Assuming the New York statute is procedural, our Civil Rule 34, enacted pursuant to the provisions of Rule 83 of the Federal Rules of Civil Procedure, 28 U.S.C.A., provides as follows:
'Whenever a procedural question arises which is not covered by the provisions of any statute of the United States, or of the Federal Rules of Civil Procedure, or of these rules, it shall be determined, if possible, by the parallels or analogies furnished by such statutes and rules. If, however, no such parallels or analogies exist, then the procedure heretofore prevailing in courts of equity of the United States shall be applied; or in default thereof in the discretion of the court, the procedure which shall then prevail in the Supreme Court of the State of New York may be applied.'
It is apparent from a reading of this Rule that before this court in its discretion may apply the procedure of the state courts, the other specified sources must fail to furnish parallels or analogies.

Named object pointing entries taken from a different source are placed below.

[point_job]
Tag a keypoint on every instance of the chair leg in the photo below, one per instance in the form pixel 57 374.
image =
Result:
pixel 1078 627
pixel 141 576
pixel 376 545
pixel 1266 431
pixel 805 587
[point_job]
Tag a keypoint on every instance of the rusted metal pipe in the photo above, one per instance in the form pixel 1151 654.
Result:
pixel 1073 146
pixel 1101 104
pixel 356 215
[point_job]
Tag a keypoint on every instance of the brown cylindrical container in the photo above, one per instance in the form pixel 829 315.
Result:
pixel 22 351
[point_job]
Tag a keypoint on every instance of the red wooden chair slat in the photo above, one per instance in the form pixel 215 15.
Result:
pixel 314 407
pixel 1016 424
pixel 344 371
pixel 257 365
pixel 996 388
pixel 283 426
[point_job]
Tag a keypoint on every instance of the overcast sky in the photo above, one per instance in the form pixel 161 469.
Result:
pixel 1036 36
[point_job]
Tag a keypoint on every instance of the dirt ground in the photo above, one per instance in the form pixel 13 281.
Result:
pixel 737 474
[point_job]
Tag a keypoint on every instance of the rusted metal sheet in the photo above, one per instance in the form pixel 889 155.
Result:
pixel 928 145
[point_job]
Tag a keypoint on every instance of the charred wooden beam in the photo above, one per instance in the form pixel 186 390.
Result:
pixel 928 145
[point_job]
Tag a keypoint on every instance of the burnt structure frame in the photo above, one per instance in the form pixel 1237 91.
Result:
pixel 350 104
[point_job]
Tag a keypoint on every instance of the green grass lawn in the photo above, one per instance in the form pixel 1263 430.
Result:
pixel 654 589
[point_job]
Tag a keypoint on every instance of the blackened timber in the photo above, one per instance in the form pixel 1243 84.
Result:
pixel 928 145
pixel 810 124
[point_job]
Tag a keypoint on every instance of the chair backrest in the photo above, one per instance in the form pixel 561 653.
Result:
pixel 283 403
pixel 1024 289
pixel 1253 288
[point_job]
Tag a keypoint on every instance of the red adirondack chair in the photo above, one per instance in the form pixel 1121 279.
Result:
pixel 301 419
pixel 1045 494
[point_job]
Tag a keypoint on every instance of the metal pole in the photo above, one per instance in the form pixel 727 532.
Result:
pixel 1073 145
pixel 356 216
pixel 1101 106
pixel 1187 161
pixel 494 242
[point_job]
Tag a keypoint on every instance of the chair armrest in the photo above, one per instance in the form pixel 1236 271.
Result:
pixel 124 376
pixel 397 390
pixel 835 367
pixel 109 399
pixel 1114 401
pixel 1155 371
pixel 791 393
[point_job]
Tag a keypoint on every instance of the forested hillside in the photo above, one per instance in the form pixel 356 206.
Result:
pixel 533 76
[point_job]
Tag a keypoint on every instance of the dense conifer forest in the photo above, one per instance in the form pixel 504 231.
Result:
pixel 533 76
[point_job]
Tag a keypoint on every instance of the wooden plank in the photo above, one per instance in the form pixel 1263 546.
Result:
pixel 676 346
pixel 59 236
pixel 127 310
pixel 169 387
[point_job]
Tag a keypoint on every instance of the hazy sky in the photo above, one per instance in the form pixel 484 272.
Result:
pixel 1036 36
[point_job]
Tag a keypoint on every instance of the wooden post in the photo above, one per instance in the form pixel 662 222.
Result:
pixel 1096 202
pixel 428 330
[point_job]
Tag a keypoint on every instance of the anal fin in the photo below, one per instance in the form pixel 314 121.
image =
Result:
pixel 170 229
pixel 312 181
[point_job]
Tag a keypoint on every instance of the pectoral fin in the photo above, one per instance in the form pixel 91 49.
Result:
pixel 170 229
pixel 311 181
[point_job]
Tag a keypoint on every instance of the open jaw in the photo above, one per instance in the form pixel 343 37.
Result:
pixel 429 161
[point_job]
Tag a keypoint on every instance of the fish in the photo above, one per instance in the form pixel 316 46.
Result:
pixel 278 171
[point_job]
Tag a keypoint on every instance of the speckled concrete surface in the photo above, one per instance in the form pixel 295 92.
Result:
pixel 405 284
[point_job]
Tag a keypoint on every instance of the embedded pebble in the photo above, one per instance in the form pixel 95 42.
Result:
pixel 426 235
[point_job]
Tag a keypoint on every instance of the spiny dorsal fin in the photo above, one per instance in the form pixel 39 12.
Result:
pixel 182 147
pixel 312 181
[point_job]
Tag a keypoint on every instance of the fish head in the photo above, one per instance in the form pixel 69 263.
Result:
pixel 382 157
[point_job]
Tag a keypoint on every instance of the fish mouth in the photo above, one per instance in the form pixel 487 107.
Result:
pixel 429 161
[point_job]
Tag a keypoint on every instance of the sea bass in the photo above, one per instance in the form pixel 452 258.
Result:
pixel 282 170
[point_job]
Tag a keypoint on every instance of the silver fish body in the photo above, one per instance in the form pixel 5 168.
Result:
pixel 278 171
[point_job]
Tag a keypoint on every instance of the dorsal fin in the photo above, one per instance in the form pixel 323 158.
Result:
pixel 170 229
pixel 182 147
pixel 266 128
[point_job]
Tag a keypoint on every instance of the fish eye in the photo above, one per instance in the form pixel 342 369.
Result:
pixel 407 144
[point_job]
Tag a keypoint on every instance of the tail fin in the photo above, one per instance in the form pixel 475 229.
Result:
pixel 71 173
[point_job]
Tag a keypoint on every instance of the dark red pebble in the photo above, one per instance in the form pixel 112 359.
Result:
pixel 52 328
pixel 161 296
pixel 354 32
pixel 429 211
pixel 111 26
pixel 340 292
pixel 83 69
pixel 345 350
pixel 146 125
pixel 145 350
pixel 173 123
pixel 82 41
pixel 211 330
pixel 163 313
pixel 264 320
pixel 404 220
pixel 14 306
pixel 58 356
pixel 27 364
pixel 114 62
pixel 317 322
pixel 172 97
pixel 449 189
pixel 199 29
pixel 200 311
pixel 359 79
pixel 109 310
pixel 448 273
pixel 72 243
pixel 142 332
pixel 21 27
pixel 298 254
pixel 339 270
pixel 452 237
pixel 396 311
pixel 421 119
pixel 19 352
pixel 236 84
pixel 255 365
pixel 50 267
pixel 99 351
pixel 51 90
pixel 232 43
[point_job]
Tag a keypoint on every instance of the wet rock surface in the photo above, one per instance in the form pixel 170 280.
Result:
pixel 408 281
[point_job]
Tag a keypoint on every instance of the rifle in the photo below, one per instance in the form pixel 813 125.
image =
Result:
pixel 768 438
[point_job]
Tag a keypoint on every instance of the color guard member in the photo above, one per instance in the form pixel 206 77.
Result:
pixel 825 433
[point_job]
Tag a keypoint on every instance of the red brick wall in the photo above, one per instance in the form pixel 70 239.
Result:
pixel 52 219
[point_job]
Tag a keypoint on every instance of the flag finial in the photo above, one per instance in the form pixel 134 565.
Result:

The complaint in this suit charges the defendants, among other things, with the violation of Section 9(a)(2) of the Securities Exchange Act of 1934, 15 U.S.C.A. § 78i(a)(2). Section 9(e) of the Act of 1934, 15 U.S.C.A. § 78i(e), contains the following provision on the subject of security:
'Any person who willfully participates in any act or transaction in violation of subsection (a), (b), or (c) of this section shall be liable to any person who shall purchase or sell any security at a price which was affected by such act or transaction, and the person so injured may sue in law or in equity in any court of competent jurisdiction to recover the damages sustained as a result of any such act or transaction. In any such suit the court may, in its discretion, require an undertaking for the payment of the costs of such suit, and assess reasonable costs, including reasonable attorneys' fees against either party litigant. * * * '
It thus appears that there is a 'statute of the United States,' which deals with the subject of security relating to the precise subject matter of this action. While it is true that the subsection quoted may not have been enacted with stockholders' derivative suits in mind, and thus may not fit precisely the situation here, yet is is evident that the subsection furnishes some parallels and analogies which can guide the court in ascertaining whether or not security should be furnished. Under these circumstances the provisions of the state statute should not govern, even assuming it to be 'procedural'.
In view of the fact that this motion was based on Section 61-b of the New York General Corporation Law, the motion will be denied without prejudice to a renewal thereof based on the provisions of Section 9(e) of the Act of 1934, 15 U.S.C.A. § 78i(e). Settle order on notice.